Faruk Bildirici: Tutuklu Kürt gazetecilere çifte standart

Faruk Bildirici: Tutuklu Kürt gazetecilere çifte standart
Medya ombudsmanı Faruk Bildirici, tutuklu gazeteciler Sedat Yılmaz ve Dicle Müftüoğlu’ndan aldığı mektubu yazdı. Bildirici gazetecinin medyanın ve meslektaşlarının kendilerine karşı ilgisizliğinden yakındıklarını belirtti.

Artı Gerçek - Medya ombudsmanı Faruk Bildirici, bu hafta tutuklu Kürt gazetecileri yazdı.
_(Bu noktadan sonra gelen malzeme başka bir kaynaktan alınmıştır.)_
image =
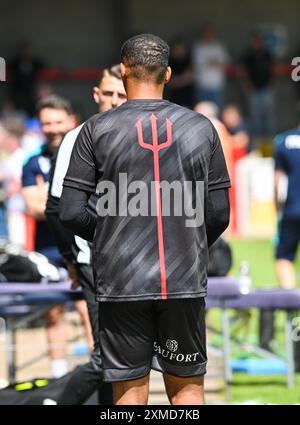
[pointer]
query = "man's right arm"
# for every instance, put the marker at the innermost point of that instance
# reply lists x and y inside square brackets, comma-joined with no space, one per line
[34,192]
[279,172]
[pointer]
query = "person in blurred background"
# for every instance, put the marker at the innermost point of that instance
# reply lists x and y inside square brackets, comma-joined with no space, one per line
[56,119]
[23,70]
[11,173]
[108,93]
[235,125]
[258,63]
[181,88]
[210,60]
[287,164]
[211,111]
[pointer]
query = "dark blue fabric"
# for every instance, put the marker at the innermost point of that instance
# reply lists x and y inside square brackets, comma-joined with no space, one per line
[39,164]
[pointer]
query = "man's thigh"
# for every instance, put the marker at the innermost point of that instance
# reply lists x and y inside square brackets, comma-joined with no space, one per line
[85,275]
[180,346]
[289,236]
[126,339]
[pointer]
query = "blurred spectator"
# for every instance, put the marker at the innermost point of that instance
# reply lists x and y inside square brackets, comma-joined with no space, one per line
[180,88]
[287,163]
[258,63]
[3,155]
[55,118]
[11,171]
[210,59]
[233,121]
[23,74]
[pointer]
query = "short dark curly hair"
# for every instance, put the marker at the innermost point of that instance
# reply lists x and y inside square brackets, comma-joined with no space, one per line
[147,56]
[54,101]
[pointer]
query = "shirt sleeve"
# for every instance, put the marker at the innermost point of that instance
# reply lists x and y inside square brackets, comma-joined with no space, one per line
[29,173]
[218,177]
[279,156]
[81,173]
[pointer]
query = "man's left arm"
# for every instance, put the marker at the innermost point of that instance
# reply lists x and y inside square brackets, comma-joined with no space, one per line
[218,206]
[79,185]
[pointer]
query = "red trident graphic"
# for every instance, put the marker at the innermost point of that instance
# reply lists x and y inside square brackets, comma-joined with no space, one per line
[155,148]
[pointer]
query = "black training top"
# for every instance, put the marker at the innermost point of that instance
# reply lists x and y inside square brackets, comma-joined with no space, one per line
[143,250]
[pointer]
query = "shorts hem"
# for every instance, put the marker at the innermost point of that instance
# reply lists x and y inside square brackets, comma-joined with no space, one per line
[181,371]
[116,375]
[151,297]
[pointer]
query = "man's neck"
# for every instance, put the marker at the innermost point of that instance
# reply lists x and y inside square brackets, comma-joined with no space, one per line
[144,91]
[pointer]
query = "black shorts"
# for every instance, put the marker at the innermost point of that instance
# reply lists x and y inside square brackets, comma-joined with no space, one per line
[168,336]
[289,237]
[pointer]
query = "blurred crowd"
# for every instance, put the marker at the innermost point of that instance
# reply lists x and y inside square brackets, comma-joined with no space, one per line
[199,81]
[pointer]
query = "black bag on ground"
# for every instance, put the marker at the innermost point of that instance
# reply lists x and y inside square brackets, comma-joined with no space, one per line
[41,391]
[220,258]
[17,265]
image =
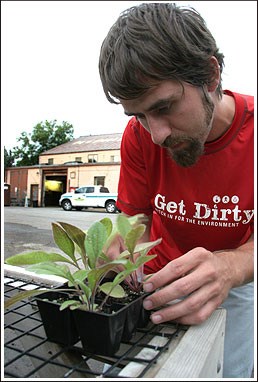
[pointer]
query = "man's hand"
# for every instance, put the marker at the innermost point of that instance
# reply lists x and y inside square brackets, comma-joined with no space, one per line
[201,280]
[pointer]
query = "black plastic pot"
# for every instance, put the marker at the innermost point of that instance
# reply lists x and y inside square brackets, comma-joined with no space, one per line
[101,333]
[133,313]
[59,325]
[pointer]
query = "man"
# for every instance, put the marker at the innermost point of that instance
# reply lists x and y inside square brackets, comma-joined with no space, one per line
[187,163]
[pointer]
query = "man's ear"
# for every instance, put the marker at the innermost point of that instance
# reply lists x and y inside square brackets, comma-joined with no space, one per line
[215,74]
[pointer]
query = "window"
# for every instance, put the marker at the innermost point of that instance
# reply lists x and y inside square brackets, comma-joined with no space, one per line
[90,189]
[92,158]
[114,158]
[99,180]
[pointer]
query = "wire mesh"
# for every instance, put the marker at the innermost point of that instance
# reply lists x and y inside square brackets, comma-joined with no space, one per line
[28,353]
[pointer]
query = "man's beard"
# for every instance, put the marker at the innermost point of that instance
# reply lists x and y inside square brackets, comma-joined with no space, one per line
[186,156]
[192,148]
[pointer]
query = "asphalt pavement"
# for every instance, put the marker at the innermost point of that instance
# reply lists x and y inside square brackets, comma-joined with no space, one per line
[28,228]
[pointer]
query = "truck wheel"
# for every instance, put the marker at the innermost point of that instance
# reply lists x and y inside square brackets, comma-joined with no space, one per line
[111,207]
[67,205]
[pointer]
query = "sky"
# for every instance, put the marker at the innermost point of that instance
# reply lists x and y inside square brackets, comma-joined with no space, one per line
[50,52]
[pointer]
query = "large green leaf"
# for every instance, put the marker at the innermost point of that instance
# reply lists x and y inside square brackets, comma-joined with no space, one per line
[94,242]
[52,269]
[63,241]
[22,295]
[133,236]
[35,257]
[112,290]
[145,247]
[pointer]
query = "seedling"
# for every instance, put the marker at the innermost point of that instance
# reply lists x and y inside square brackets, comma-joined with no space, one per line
[88,263]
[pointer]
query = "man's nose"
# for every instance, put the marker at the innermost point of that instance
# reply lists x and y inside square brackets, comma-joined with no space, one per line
[159,131]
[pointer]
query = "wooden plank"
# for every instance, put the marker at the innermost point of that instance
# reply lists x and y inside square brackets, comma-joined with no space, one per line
[23,274]
[200,352]
[196,353]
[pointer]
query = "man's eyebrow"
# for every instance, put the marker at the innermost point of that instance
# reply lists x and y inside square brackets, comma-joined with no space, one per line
[156,105]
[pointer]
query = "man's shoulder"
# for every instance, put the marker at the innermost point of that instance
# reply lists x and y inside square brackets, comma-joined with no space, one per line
[248,99]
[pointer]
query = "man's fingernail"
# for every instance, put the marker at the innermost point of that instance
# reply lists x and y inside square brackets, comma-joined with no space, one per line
[156,318]
[147,304]
[148,287]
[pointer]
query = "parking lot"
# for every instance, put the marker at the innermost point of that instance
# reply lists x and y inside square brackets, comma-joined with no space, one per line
[27,228]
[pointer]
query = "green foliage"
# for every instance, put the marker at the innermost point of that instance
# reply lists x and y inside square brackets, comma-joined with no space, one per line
[8,158]
[44,136]
[85,252]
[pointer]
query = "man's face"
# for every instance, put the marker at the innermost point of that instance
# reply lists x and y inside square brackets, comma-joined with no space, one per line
[178,118]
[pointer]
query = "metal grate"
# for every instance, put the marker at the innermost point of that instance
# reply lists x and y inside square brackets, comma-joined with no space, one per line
[28,354]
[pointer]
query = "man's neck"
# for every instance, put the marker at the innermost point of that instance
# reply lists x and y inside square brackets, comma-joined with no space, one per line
[223,117]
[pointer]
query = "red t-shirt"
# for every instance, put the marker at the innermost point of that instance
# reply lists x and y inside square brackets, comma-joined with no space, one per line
[207,205]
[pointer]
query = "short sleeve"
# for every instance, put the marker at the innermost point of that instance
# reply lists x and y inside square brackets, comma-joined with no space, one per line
[133,194]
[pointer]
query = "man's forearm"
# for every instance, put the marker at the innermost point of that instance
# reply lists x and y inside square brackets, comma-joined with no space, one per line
[240,262]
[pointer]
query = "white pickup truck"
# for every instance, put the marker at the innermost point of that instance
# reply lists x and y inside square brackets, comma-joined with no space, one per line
[89,196]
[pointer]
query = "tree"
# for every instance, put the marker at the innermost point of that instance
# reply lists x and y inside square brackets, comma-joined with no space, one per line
[8,158]
[44,137]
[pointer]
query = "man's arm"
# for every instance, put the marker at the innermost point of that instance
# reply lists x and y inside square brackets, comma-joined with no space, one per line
[201,280]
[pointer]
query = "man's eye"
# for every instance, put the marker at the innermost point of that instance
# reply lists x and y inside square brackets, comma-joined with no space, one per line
[163,110]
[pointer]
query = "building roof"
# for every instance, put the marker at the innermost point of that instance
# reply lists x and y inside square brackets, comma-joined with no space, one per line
[88,143]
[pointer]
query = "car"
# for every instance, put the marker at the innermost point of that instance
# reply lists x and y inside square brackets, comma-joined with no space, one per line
[89,196]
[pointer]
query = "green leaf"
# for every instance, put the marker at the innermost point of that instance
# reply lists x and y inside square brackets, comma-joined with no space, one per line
[143,259]
[114,291]
[70,304]
[63,241]
[22,295]
[107,222]
[146,246]
[94,242]
[133,236]
[52,269]
[35,257]
[81,274]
3 Mayıs’tan bu yana tutuklu olan Mezopotamya Ajansı editörü Sedat Yılmaz ile Dicle Fırat Gazeteciler Derneği (DFG) Eşbaşkanı Dicle Müftüoğlu’ndan aldığı mektubu gündeme getiren Bildirici, "Uluslararası gazetecilik örgütleri ilgiyle izlese de ulusal ve yerel meslek örgütlerimiz, gözaltına alınan ve tutuklanan Kürt gazetecilere çifte standart içinde. Bırakın tepkiyi, yaygın medyada haberleri bile yayımlanmıyor" dedi.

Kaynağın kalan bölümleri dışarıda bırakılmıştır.